On the drive back we noticed a few spots where cars and motorbikes were parked haphazardly at the edge of the highway near a stream falling over the side. People were clambering over the stones below to take selfies in the "waterfalls". If a large number of people take similar selfies, it usually means a social-media buzz.
Why? The Family feels that more people have cars, they drive, and there are few places to drive to. This is true; most of the people we saw are young and newly affluent. But the same people could have done anything in the mountains. We did see some groups on open meadows, sitting down to a picnic lunch. A very few go trekking. Some probably go and have an impromptu dance. Could it be that some movies in recent years have kicked off a frenzy of selfies under cascading water?
Mumbai is a megapolis reclaimed from the sea, windwards of the Sahyadri mountains. An hour inland, the terrain is usually rocky and inhospitable: cliffs and oddly shaped peaks tower over a seared land. But, during the monsoon the land turns lush green, and waterfalls cascade over every cliff.

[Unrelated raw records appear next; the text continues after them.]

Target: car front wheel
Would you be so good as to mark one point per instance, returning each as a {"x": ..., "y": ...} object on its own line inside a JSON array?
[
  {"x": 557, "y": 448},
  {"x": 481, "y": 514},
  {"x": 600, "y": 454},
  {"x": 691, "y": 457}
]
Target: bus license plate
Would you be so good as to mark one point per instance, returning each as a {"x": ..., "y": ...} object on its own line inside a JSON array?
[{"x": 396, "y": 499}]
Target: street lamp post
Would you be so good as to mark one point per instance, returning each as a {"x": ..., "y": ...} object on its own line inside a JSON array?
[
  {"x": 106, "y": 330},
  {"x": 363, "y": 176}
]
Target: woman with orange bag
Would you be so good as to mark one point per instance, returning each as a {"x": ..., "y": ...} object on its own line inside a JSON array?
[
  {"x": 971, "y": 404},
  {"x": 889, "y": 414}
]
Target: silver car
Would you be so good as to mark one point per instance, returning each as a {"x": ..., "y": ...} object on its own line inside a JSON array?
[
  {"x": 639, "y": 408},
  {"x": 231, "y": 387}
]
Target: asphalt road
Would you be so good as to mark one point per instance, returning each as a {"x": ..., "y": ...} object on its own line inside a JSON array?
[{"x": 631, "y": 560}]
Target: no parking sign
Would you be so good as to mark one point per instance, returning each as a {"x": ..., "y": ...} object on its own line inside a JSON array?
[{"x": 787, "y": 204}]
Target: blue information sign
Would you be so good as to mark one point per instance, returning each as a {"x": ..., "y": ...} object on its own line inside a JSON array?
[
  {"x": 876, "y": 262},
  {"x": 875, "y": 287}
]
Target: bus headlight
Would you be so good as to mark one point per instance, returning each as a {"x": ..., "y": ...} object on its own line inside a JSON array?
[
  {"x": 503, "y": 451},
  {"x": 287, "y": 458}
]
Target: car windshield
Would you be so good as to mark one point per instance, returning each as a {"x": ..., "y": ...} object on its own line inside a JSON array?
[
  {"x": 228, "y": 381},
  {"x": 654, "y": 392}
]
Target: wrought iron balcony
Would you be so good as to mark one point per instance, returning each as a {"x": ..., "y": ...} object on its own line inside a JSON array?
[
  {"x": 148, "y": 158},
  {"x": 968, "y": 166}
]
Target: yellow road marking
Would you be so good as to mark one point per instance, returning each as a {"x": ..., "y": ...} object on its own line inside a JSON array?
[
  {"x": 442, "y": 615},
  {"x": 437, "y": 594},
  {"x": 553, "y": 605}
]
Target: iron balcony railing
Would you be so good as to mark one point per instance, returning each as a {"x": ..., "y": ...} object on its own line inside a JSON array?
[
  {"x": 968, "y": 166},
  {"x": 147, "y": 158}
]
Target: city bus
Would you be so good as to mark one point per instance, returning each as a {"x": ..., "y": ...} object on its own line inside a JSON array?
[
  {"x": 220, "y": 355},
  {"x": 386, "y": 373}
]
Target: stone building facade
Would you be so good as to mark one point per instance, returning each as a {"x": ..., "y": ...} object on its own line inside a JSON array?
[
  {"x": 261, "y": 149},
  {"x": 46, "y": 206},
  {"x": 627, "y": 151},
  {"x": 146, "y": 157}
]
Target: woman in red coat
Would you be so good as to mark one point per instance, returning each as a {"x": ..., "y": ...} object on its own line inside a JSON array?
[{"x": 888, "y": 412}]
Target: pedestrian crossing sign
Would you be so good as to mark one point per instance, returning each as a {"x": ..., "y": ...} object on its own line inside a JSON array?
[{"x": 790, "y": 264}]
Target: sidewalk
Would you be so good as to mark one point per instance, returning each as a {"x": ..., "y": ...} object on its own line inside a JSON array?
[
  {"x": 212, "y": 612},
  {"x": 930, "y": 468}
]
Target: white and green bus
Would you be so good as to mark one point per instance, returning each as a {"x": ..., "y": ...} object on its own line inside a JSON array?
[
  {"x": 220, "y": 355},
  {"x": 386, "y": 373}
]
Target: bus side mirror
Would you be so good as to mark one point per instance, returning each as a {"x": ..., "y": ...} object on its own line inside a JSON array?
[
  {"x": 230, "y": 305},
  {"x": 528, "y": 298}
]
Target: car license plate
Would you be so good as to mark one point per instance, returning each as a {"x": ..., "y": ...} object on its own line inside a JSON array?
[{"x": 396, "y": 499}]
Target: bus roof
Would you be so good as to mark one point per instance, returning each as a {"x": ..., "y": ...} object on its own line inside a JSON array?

It seems that every monsoon weekend a large fraction of Mumbai’s population spreads out over the mountains. This is a special week, with many holidays. In the afternoon of last Friday there were long traffic jams on the highways leading out of the city. The Family decided that Saturday was a good day for a drive. We started out in the morning, took the highway towards Nasik, turned off it at Shahapur, and got lost soon after as cellular connectivity faded. We were near Dolkhamb, and wanted to reach Kasara. We knew there should be a road, but there were no signboards.
The result was hours of blundering through an incredibly lush and beautiful landscape. This area is normally dry, and the farmers barely eke out a living. In this season the only way to figure that out is the fact that the land is almost empty. Now and then you come across a small cluster of huts, where each family tends a small plot. Even in the middle of such a heavy monsoon, rice grows only in the lowest parts of the terrain. Hillsides are an inch of soil covering volcanic rock: not suitable for farming. Earthen dams husband water for the remainder of the year. In spite of the fluorescent green cover, this is a harsh country.
There were no signs at crossroads telling us which way to go. We often took the wrong turn and drove for kilometers before meeting someone who told us to back up and take the other fork. At an empty crossroads we found this little shack sporting a battered board which proclaimed that it was Arbaaz’s chicken shop. They were out of stock, but easy with directions. There were no villages in sight, but I guess the road has enough traffic to keep Arbaaz in business.
Soon after, our cell phones began to receive signals, and we came to the highway again. Fifteen kilometers on we reached a roadside restaurant just before their lunch service closed. This had been a wonderful drive, although really slow.
I had to make a quick trip to Kolkata on work. The traffic is always bad in Kolkata, so it is never easy to make a quick side trip to a tourist spot. Right now, Kolkata is in the grip of the monsoon, and the traffic is a little more difficult than normal. So I just drove between the airport, hotel and work.
But then, Kolkata is a city where you are always in the thick of things. I found myself too slow to draw the camera on the road. However, from my temporary office I looked out on a sea of green treetops. They present a lovely picture in the monsoon, as you can see from one example above. I’m afraid I can’t identify this tree.